Details concerning a server outage that left roughly 100,000 Road Runner customers in Texas,
Louisiana and Mississippi without e-mail service for a week remain sketchy, but service resumed Monday afternoon, after the faulty servers were replaced Saturday and the new equipment had a chance to catch up will all the backed
up e-mails left sitting in customers inboxes.
“The faulty server that caused the e-mail outage in Austin, San Antonio and
some other parts of Texas, has been replaced,” said Mike Luftman, a Time Warner cable spokesperson.
“The service was back to normal by last Saturday.”
Time Warner is the majority owner of Road Runner service.

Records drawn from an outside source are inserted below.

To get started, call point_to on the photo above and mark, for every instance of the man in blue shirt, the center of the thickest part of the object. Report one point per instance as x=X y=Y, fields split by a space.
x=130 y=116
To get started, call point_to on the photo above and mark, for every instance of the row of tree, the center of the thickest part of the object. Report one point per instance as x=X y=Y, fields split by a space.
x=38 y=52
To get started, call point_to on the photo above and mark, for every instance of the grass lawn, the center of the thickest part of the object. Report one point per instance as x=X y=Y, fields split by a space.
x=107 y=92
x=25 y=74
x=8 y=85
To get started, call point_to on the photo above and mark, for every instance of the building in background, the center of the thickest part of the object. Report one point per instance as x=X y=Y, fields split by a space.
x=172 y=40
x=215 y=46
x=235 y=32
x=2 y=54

Customers were left in the dark, many uncertain of the extent of the
outage, as updates to the Road Runner network status page were spotty at
best.
One customer, who wished to remain anonymous, said she was told by customer
service for days that there was no problem with the e-mail service and the
network status page said everything was running just fine.

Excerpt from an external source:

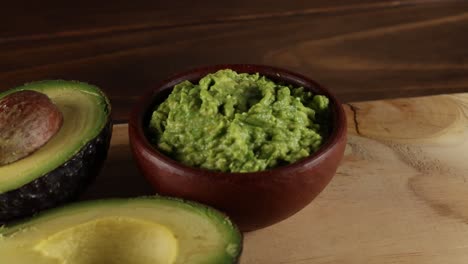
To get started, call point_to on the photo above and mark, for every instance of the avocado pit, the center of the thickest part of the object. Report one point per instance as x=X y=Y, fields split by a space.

According to a statement on Road Runner’s network status Web page Monday
afternoon, not everyone was lucky enough to get their e-mail, although
officials report most were sent on to the correct customer.
“Almost all users have been able to get all old mail. Users who are not
getting old mail were part of an issue with one of the directories on a
server that has since been remedied. If you are one of those users, please
contact technical support at 531-2345 and give them the username that has
not been working. Network updates can be accessed at 531-STAT. All other
areas of the Austin network are up and operational.”
The length of the outage has customers baffled and outraged. Many wonder
how the second largest cable Internet service provider in the nation, after
Excite@Home, can run a business with problems of this magnitude, and
whether they should remain customers.
“It is difficult for me to understand that running a service of this
magnitude, one would have a single point of failure and then no disaster
recovery plan for such an occurrence,” said one unhappy customer. “I hope
the contract for the item that failed has some kind of damage provision.”
Hoping to stem the number of fleeing customers, Time Warner officials
promised a partial refund on customer’s March invoice, in an e-mail sent out
last week. Ironically enough, officials were unsure whether to mass e-mail
the letter last Wednesday for fear of bringing the server down again.